Use Social Selling to Jumpstart Your Sales Process

Adopting a proactive social media approach makes a real difference to your customers and to your bottom line.


The modern sales professional faces a tricky conundrum in the digital economy.

On one hand, there are more tools than ever before that allow you to reach, understand, and interact with prospective customers. Yet, at the same time, consumers are overwhelmed with choice and have become slightly cynical and defensive about the sales process.

According to Forrester Research, “A recent survey found that connecting with a prospect now takes eighteen or more phone calls, callback rates are below 1%, and only 24% of outbound sales emails are ever opened.”

The key is for salespeople to get back to the basics. This means working to solve a particular problem that a customer is facing, rather than working towards a pre-planned sales agenda.

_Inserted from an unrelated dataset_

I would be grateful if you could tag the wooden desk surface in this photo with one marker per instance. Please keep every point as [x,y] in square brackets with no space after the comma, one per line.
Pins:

Social selling is a method that can contribute to the timeless agenda of trying to solve problems for consumers. A recent article in the Harvard Business Review offered this definition: “With social selling, salespeople use social media platforms to research, prospect, and network by sharing educational content and answering questions. As a result, they’re able to build relationships until prospects are ready to buy.” The goal in social selling should be to form a relationship which is useful to the customer, that ultimately clears a path towards making a sale. 

Maybe you can start tracking interesting questions that your consumers ask, and start blogging with solutions. Perhaps you go social and ask questions that start the kind of sales conversations you want to be having? Or do you create a video channel that offers handy advice and uses the comments section of YouTube to drive enquiries? These are all practical ways to weave social and selling together into a powerful flexible tool.  

Social selling shouldn’t be confused with general social media marketing that seeks to create a favorable impression of a brand. This is far more specific. You need to work with individuals using social media to solve their problems and showcase the power of your product or service. 

Account-based sales is another idea that is gaining traction within many organizations. It’s a way of working that tries to expand the sales process beyond ‘one seller - one buyer’, and to rather create connections and multiple touch points between departments at each company, in order to grow the overall value of the deal. 

So how can you start to make this all happen for your organization? 

Make the Time

Start by carving out a small percentage of your time to build relationships slowly and steadily. Do this on a daily or weekly basis. Visitors almost never buy anything the first time they come to your website; they become aware, then they become familiar, then they ask a few questions and make sure the tool will fit their needs. Only then will they make the decision to buy and enter an ongoing relationship with you. 

It’s a long process that requires integrity and patience on the side of the seller. By dedicating a recurring block of time, and reaching out via the platforms that they are using, you are showing the customer your consistency and your willingness to engage with them over the long haul. 

Collaborate with the Marketing Department

Your marketing and social media people should be an invaluable asset to the sales department. They can train reps in effective use of social media, how to use corporate tools and track conversations and interactions, and how to integrate seamlessly with digital marketing campaigns. 

Furthermore, social selling should be aligned with your marketing department’s branding and messaging goals, so that the departments are reinforcing each other’s messaging all the time. 

Social selling is a very welcome addition to the suite of sales tools available in the digital economy. It requires thought, practice, and a slow and steady approach. Improved communication and understanding is key to unlocking value and building relationships with prospects.